The divide never appears more apparent than in discussions about the regulation of counselling and psychotherapy in the UK. It may be necessary to explain a little background here. Many people assume that one must have some kind of licence, or qualification to practice in the UK, but, other than for psychologists this is not the case. Whilst there are minimum standards to join the bodies which regulate therapy in the UK (BACP, NCS and UKCP are the largest three) membership is completely voluntary.
It is this situation which Jordan Dunbar explored in his program for File on Four – The Therapy Business. I spoke to Jordan as he researched the show, and his own personal negative experience may have originally motivated him, but his concern for the public at large was clear. One of the cases he highlights in the documentary is the case of “Maria” familar to those of us who are concerned with protecting clients, and/or work with CSA surviours. Maria was retraumatised by three therapists who frankly, tortured her, in one of the most shocking abuses of a vulnerable person by a therapist possible. The regulatory body in this case recommended training and supervision, a judgement which would be laughable if it were not so horrific.
If you listen to the File on 4 documentary Jordan’s shock not only that this, and other abuses by therapists take place, but that they could continue to practice, is clear. I believe most non therapists would be equally shocked. However, when we try to discuss how to avoid this situation the us versus them split seems to become a gaping chasm. Rather than considering what protections they might want when they occupy that space of vulnerability many become defensive. At the same time the documentary seems to forget that the majority of therapists have been, and often continue to be, clients. This is not us versus them, but the same people who should be sharing the same space, working together to make it safer for all.
Change can of course always feel threatening. But, other professions have had to consider radical change to ensure their growth and development. Nursing and teaching are two comparable professions which moved from largely unregulated to regulated. Who now would argue for unqualified nurses and teachers being preferable?
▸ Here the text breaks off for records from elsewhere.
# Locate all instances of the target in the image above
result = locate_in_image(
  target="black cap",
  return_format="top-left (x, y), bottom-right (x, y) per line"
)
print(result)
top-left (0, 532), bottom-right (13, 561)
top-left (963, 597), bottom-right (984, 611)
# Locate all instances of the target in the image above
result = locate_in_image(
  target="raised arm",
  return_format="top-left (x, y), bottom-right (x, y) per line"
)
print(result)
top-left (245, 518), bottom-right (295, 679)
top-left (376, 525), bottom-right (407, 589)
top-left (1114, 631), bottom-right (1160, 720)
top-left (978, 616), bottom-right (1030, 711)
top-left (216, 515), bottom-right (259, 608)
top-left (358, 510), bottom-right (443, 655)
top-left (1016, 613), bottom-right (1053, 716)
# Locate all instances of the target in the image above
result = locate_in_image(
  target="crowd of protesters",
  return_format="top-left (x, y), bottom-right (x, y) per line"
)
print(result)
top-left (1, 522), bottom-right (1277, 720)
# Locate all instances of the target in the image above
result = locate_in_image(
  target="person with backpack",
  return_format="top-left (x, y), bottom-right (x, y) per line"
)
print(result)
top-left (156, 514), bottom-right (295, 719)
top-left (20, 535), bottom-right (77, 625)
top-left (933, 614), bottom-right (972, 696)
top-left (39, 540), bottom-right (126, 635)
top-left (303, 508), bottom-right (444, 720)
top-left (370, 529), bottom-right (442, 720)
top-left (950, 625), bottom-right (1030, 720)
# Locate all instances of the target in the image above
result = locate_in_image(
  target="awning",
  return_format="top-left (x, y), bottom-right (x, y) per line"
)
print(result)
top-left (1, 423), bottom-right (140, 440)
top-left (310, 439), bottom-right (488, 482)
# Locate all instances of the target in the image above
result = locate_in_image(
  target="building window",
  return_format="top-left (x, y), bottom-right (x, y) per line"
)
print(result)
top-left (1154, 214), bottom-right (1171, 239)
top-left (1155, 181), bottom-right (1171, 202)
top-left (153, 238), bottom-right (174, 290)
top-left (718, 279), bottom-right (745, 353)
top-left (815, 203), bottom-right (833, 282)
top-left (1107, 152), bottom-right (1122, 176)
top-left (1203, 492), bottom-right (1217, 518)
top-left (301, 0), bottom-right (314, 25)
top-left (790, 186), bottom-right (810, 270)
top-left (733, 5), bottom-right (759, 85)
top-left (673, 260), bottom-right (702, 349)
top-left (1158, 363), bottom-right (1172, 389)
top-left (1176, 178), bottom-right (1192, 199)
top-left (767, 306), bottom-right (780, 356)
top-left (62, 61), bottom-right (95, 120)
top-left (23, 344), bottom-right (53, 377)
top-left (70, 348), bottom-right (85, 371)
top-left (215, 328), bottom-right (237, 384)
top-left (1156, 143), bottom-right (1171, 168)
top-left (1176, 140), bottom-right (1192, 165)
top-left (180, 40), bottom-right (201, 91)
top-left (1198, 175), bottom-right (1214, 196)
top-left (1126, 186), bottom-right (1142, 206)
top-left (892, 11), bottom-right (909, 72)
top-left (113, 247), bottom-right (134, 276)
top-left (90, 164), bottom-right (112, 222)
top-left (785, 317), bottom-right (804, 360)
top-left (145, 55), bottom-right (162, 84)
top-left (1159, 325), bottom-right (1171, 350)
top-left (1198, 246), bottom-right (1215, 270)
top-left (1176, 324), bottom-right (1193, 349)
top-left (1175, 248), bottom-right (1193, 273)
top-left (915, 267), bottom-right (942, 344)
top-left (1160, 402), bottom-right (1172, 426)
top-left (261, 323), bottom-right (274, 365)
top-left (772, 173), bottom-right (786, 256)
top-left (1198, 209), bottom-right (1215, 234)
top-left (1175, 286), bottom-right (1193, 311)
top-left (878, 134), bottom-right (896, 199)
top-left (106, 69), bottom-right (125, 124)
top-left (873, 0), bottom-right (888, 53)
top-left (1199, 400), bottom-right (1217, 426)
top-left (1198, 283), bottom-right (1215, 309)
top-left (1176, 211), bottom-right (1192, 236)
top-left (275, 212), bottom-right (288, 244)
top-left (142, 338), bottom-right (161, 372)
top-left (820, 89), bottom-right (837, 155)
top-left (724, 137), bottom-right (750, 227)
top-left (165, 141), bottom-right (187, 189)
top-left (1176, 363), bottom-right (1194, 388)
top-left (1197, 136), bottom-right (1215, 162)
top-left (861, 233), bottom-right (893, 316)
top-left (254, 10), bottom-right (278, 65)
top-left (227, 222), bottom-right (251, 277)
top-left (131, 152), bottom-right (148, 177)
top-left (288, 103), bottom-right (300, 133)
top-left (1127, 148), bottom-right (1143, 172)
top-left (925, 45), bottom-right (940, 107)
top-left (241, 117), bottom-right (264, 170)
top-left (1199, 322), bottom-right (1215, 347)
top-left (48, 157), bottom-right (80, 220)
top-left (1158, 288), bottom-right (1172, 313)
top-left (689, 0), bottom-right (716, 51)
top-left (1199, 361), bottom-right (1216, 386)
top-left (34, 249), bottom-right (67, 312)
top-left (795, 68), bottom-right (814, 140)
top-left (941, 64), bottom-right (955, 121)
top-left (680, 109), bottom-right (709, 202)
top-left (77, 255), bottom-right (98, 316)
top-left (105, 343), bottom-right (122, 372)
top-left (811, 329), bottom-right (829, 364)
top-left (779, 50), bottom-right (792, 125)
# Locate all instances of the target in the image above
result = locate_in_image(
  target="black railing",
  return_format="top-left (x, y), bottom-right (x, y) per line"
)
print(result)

Of course some good and decent people had to retrain, or leave the professions, when those regulations were brought in, but that was seen to be a necessary price to pay.
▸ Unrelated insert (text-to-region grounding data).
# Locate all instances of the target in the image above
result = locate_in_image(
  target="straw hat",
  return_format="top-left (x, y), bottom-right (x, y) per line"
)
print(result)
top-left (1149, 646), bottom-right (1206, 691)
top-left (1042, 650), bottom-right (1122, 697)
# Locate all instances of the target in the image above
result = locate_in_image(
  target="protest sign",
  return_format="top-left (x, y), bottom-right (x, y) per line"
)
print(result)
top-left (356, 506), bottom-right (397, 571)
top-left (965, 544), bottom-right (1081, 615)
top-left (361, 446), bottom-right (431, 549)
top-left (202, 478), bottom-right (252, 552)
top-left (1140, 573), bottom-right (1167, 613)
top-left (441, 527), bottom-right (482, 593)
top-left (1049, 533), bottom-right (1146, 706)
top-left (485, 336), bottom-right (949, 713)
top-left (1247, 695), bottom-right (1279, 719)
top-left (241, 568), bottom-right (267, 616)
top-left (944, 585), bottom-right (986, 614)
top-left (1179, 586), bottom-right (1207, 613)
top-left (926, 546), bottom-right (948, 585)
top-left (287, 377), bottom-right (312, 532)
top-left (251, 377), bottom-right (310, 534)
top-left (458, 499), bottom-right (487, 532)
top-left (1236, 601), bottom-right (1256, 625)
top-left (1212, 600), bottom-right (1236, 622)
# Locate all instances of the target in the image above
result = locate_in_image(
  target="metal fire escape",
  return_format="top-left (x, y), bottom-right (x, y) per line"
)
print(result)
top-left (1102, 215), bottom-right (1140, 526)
I cannot ignore that I approach the idea of regulation not only as someone who sits in both chairs, but as a member of a community who has had conversion therapy practiced upon them. Conversion therapy was used to attempt to make LGBTQAAI+ people cisgender and/or heterosexual. It still occurs around the world, and due to a combination of lack of training and prejudice undoubtedly still occurs in private in the UK. One only has to speak to trans people about their experiences of counselling to know that despite the publication of the Memorandum Of Understanding therapists are still denying their gender, and trying to convence them they are cisgender. Whilst efforts are being made to improve training, such as the Pink Therapy GSRD aware trainers course, there is currently little that can be done to stop organisations like the Core Issues Trust or individual therapists offering conversion therapy. Yes, they can, if a complaint is made, be removed by one regulatory body, but they can continue to practice, and to harm.
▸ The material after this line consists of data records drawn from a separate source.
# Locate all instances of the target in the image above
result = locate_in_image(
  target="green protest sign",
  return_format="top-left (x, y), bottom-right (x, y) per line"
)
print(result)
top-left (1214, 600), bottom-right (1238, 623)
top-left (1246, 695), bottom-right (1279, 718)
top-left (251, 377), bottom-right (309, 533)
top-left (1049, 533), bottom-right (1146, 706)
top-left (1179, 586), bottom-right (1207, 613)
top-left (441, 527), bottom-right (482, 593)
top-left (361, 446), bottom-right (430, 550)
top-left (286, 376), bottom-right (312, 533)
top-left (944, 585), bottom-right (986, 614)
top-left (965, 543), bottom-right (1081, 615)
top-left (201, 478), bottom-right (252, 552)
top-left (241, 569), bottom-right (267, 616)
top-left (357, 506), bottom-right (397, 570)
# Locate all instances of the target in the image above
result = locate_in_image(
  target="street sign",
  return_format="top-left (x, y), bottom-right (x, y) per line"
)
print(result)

The title of this piece is “who do you see when you look in the mirror”. I believe we need to see all that we are, the intersections and multiplicities. Not only the professional whose working conditions might be changed by stricter regulation, but the client who needs protection. We also need to see those vulnerabilities which can be exploited, and the need, and desire to be protected. Only when we can see all of these will we be able to unite in taking the counselling profession forward in the UK.